When using a milling cutter with a diameter of 1 mm to mill three materials, the temperature of PMMA sintered chips was the lowest of the three. When the temperature was only 75.3 °C, the sinter chips were generated with a feed rate of 0.857 μm/tooth. The PEEK was milled with the same parameters, and the lowest temperature of such sintered chips was 249.7 °C with a feed rate of 27 μm/tooth. However, under other milling parameters, most of them were roll chips, and just a small part of the chips was in the sheet shape with a temperature of 60.2 °C. PI began to generate sintered chips at the temperature of 175.2 °C with a feed rate of 4.286 μm/tooth.

For the situation milling with the 0.5 mm cutter, the milling temperature of PMMA material was low, and no sintered chips were generated. Most of the chips were in the sheet shape, and just a small part of the chips was in the roll shape. The lowest temperature of the sintered chips in PEEK material was 172.4 °C, which was higher than the other two materials with the feed rate of 27 μm/tooth, and most of the other parameters were still in a roll shape. The sintered chips of PI were generated at a temperature of 138.8 °C with a feed rate of 15 μm/tooth.

Above all, the PI sample was easier to generate sintered chips under the same process parameters with the two sizes of milling cutters. The processing temperature of PEEK was higher than the other two materials, but the temperature declined quickly with the increase of feed rate since the thermal conductivity was higher than the other two materials. The sinter chips of PI just could be observed under the condition of small feed rate and high-temperature. PMMA showed good machinability when milled with a 0.5 mm cutter, and the temperature was kept between 24.5 °C and 63.5 °C. It is also found that the material removal characteristics change with the milling processing parameters and temperature. The increase in temperature results in the material from a brittle state to a viscoelastic state or a viscous fluid state at higher temperatures. Moreover, the chip morphology changes from sheet to roll or sintered chips.

4. Conclusions

In this paper, milling experiments and DMA tests were carried out on three kinds of polymer materials, PMMA, PEEK, and PI, under various processing parameters.
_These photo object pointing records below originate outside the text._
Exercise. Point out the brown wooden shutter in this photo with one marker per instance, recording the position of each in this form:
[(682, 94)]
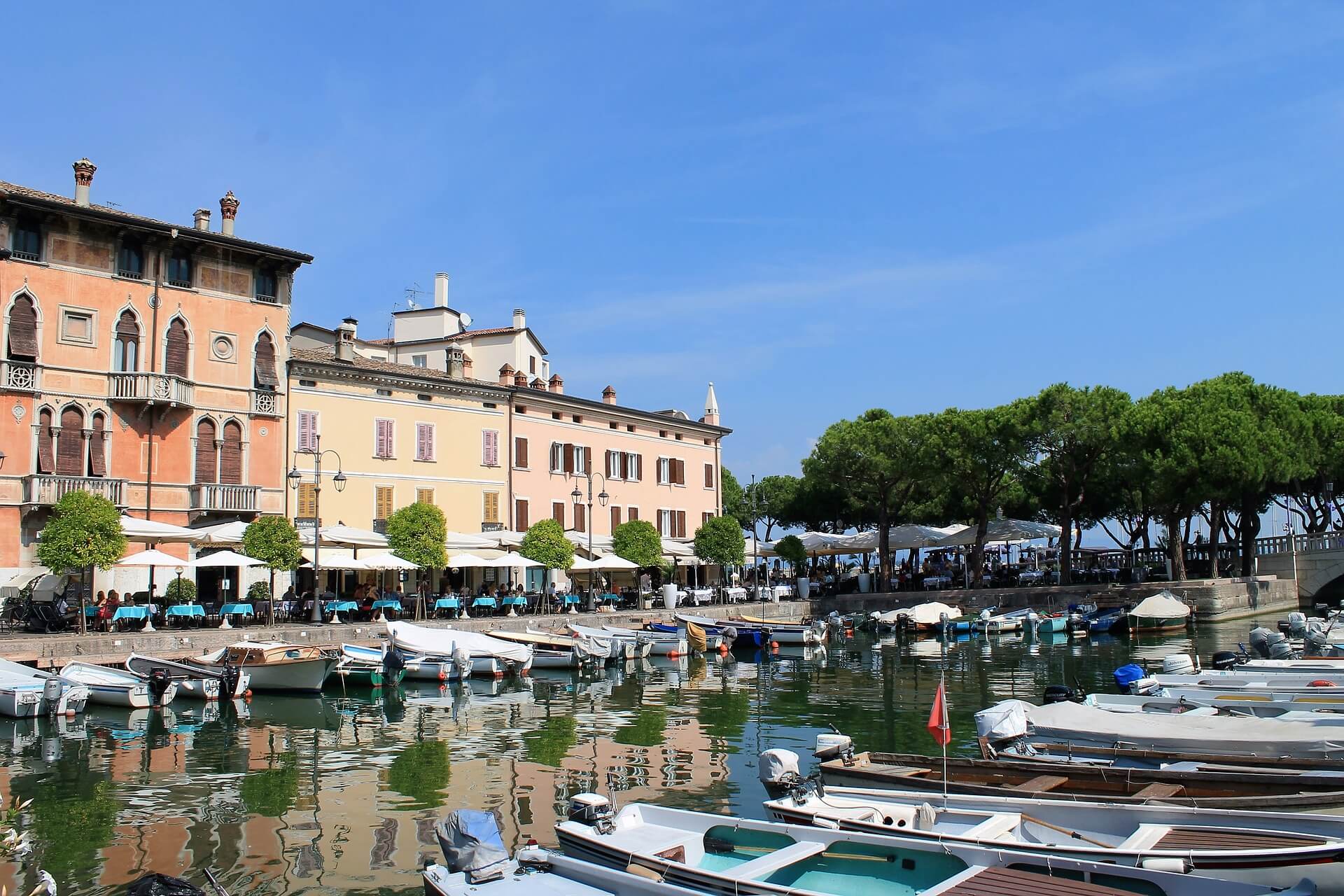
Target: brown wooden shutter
[(99, 448), (265, 363), (70, 444), (206, 470), (175, 349), (23, 330), (46, 464), (232, 454)]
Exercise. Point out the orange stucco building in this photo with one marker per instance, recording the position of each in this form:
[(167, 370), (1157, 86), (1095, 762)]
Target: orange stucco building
[(141, 360)]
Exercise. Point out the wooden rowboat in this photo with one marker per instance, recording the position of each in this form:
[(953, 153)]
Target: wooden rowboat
[(1206, 789)]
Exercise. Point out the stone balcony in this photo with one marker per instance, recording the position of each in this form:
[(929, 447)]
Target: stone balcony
[(150, 390), (42, 489), (223, 498)]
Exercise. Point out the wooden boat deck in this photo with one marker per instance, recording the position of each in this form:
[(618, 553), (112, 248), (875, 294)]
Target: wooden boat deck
[(1182, 839), (1009, 881)]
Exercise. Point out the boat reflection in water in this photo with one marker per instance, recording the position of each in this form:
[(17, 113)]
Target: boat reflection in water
[(337, 793)]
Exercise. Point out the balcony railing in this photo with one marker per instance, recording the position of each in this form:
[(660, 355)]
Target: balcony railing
[(49, 489), (229, 498), (20, 377), (265, 403), (152, 388)]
The milling characteristics of each material were comprehensively analyzed, including the surface quality, burr generation, cutting chip characteristics, and material removal characteristics at different temperatures.

(1)

The removal characteristics of polymer materials will change with processing temperature and milling parameters. In this work, the highest milling temperature of the three materials was about 240 °C, and the lowest one was about 25 °C. The material will be removed by brittle fracture at low temperatures. However, the material will be in the viscoelastic state with the increasing temperature and be removed in a ductile way. The surface quality of the brittle removal is generally better than that of the viscoelasticity state;

(2)

The average size of PMMA burrs is much smaller burr than that of PEEK and PI under the same conditions. For example, when milling with a 0.5 mm cutter, the burr height of PMMA is within 50 μm. However, the burr height of PEEK and PI was up to two or three hundred micrometers. According to the results, the decrease in the feed rate will promote the generation of burrs. This is because when the feed rate is less than the thickness of the burr root, residual material will accumulate together, which is the top burr;

(3)

Three kinds of cutting chips could be observed under different cutting parameters. When the feed rate is small, and the temperature is high, the material is in viscoelasticity. The material is more likely to burn by the friction of the cutting tool, and sintered chips are generated with bad surface quality. At the lower temperature, the material is removed in the brittle mode with sheet and roll shape cutting chips. This work is of great value in analyzing the removal mechanism of polymer materials and optimizing process parameters.